Robotic Imitation of Human Actions
Josua Spisak, Matthias Kerzel, Stefan Wermter
TL;DR
This paper tackles cross-body imitation by enabling a robot to imitate a human demonstration from a different perspective using only a single example. It fuses diffusion-based action segmentation with an open-vocabulary object detector to extract temporal and spatial task structure, which is then refined by symbolic planning and executed via inverse kinematics. The approach demonstrates promising accuracy in action segmentation and reasonably robust 3D localization, but faces challenges in object classification and grasp reliability due to occlusions and detector noise. Overall, it shows that rapid, demonstration-driven imitation is feasible in cluttered environments, reducing the need for extensive training data in robotic skill transfer.
Abstract
Imitation can allow us to quickly gain an understanding of a new task. Through a demonstration, we can gain direct knowledge about which actions need to be performed and which goals they have. In this paper, we introduce a new approach to imitation learning that tackles the challenges of a robot imitating a human, such as the change in perspective and body schema.
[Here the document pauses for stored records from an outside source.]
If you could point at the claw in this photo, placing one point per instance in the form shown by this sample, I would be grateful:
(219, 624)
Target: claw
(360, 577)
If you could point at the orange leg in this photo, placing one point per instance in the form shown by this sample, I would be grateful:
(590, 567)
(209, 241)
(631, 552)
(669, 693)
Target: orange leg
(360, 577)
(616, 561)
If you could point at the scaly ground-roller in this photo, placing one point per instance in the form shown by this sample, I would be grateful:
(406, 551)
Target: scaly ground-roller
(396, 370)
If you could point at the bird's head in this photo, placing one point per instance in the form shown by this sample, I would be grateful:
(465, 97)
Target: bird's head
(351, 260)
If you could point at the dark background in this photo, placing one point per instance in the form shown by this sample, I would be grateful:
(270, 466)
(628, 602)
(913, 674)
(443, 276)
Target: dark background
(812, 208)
Our approach can use a single human demonstration to abstract information about the demonstrated task, and use that information to generalise and replicate it. We facilitate this ability by a new integration of two state-of-the-art methods: a diffusion action segmentation model to abstract temporal information from the demonstration and an open vocabulary object detector for spatial information. Furthermore, we refine the abstracted information and use symbolic reasoning to create an action plan utilising inverse kinematics, to allow the robot to imitate the demonstrated action.